HDFS high availability keeps a standby NameNode ready to take over when the active NameNode fails. With QJM, both NameNodes write edit logs through a quorum of JournalNode daemons instead of relying on shared storage.
The HA configuration must name the logical namespace, both NameNode RPC addresses, JournalNode quorum, and failover provider. Format the first NameNode, initialize shared edits, bootstrap the standby, and verify active and standby states before relying on failover.
Use an odd number of JournalNodes on separate hosts. A two-node quorum cannot tolerate a JournalNode loss and still protect the edit log.
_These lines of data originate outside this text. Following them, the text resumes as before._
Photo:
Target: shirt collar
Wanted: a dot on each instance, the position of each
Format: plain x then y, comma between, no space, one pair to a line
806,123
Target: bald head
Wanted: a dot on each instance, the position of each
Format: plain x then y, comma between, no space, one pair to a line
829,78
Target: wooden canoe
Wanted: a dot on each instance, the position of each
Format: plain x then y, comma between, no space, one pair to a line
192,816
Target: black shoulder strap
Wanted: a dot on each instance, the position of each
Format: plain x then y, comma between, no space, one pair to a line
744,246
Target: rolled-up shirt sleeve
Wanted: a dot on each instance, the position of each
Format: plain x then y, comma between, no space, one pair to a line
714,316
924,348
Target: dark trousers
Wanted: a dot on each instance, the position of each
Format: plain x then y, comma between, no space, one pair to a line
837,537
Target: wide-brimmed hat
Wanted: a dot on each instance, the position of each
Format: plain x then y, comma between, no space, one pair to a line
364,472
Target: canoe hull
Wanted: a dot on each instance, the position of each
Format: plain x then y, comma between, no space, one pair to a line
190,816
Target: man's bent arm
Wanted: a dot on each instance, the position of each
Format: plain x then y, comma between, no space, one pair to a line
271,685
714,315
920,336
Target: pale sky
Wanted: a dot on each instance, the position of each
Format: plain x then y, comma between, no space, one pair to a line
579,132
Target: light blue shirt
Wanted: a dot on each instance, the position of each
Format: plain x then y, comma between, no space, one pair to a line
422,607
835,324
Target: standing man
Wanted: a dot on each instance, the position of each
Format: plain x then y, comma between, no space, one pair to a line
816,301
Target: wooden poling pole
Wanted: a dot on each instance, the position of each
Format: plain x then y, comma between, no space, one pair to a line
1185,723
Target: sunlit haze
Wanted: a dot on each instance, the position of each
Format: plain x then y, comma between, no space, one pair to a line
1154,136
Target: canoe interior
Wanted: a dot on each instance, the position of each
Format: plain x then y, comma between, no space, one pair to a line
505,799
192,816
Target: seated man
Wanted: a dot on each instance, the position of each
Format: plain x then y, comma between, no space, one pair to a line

<property> <name>dfs.nameservices</name> <value>cluster1</value> </property> <property> <name>dfs.ha.namenodes.cluster1</name> <value>nn1,nn2</value> </property>
<property> <name>dfs.namenode.rpc-address.cluster1.nn1</name> <value>nn1.example.net:8020</value> </property> <property> <name>dfs.namenode.rpc-address.cluster1.nn2</name> <value>nn2.example.net:8020</value> </property>
<property> <name>dfs.namenode.shared.edits.dir</name> <value>qjournal://jn1.example.net:8485;jn2.example.net:8485;jn3.example.net:8485/cluster1</value> </property> <property> <name>dfs.client.failover.proxy.provider.cluster1</name> <value>org.apache.hadoop.hdfs.server.namenode.ha.ConfiguredFailoverProxyProvider</value> </property>
$ hdfs --daemon start journalnode
Run this on each JournalNode host before formatting shared edits.
$ hdfs namenode -format -clusterId hadoop-ha01 Storage directory /data/hadoop/hdfs/name has been successfully formatted.
$ hdfs namenode -bootstrapStandby
=====================================================
About to bootstrap Standby ID nn2 from:
Nameservice ID: cluster1
Other Namenode ID: nn1
=====================================================
Storage directory /data/hadoop/hdfs/name has been successfully formatted.
$ hdfs haadmin -getServiceState nn1 active
$ hdfs haadmin -getServiceState nn2 standby